Swedish Sardine

In the wake of Barack Obama’s visit to my native Sweden this week, the news broke that Swedish defense signal intelligence agency FRA collaborate with the NSA (and supposedly as a part of PRISM) to monitor traffic in the Baltic Sea underwater cables – code-name “Sardine” (of course it would have a code-name, these are secret agents after all). No wonder Sweden’s PM Reinfeldt was so hesitant to bring up PRISM during the visit (instead Danish PM Helle Thorning-Schmidt raised the issue over dinner, where the Nordic heads of state took part). FRA’s internet surveillance was controversial when it was first introduced in Sweden in 2008 and as a result put on a short leash: court approval is required for all monitoring. This is in stark contrast to PRISM, which according to the media reports seems to have had a much larger scope – to the extent that Obama suggested tighter rules may be necessary at the press conference in Stockholm.

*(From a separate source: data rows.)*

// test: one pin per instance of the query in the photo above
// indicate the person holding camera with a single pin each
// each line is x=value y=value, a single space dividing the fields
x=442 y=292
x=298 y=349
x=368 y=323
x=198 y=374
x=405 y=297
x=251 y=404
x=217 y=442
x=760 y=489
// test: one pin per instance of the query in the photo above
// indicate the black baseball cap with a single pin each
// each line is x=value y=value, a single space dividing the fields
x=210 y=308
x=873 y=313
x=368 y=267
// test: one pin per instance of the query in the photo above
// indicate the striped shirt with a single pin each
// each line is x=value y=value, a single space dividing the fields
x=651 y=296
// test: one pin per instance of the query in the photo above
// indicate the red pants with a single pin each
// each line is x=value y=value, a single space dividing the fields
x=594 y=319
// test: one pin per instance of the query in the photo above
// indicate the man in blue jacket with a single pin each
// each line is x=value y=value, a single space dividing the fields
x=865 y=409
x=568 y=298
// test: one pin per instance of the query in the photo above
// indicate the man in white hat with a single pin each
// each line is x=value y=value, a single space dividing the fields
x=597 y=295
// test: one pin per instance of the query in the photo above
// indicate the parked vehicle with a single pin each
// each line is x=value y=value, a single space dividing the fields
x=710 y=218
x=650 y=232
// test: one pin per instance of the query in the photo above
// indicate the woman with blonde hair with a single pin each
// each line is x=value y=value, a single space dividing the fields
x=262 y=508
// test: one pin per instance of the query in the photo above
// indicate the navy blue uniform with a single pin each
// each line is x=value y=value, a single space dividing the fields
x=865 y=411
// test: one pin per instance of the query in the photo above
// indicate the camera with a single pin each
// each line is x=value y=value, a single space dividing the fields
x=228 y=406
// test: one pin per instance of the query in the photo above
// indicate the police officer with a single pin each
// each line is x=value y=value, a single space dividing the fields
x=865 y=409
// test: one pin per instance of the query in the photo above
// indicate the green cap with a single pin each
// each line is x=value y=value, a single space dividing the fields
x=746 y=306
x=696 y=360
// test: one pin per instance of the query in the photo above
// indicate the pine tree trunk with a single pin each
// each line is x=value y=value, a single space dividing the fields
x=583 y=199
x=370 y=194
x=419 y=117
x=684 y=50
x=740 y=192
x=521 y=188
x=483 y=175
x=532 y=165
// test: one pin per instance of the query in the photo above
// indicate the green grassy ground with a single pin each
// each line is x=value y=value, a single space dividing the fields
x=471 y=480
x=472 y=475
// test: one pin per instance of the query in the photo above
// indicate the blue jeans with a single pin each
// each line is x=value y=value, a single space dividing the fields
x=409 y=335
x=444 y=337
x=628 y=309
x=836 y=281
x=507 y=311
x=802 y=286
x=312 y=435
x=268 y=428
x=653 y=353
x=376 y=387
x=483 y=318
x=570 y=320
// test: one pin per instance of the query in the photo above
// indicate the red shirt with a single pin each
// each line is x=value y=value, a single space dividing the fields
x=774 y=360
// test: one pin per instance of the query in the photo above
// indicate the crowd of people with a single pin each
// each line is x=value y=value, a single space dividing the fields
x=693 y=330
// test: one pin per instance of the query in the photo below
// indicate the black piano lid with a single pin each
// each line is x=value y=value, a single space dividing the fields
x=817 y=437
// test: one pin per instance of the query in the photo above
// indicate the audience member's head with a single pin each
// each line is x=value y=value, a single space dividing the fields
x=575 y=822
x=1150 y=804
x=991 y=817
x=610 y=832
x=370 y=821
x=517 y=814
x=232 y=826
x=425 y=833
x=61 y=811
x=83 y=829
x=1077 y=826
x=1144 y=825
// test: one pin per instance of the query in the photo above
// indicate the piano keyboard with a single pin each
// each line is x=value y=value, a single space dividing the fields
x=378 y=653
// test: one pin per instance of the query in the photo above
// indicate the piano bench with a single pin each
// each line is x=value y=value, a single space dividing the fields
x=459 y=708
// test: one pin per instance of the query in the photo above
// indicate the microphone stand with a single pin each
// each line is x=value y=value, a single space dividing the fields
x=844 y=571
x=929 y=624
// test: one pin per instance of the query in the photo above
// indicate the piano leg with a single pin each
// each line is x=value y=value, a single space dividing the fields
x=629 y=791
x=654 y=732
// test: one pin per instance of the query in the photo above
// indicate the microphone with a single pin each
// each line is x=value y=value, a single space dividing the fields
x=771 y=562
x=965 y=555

The question remains, though: the wars of tomorrow will be online to a large extent and defense agencies need to adjust.  But no state would ever give the military carte blanche license to achieve its objectives, rather its responsibility and chain-of-command is strictly regulated and always under democratic control (the opposite is a military state, with the current situation in Egypt being a nightmare example). The same should apply to cyber-defense: transparent rules with strong limitations. That actually sounds like a good recipe for most things relating to the online society. The take-away from other areas is crystal clear: just because tech makes something possible does not mean it should be done.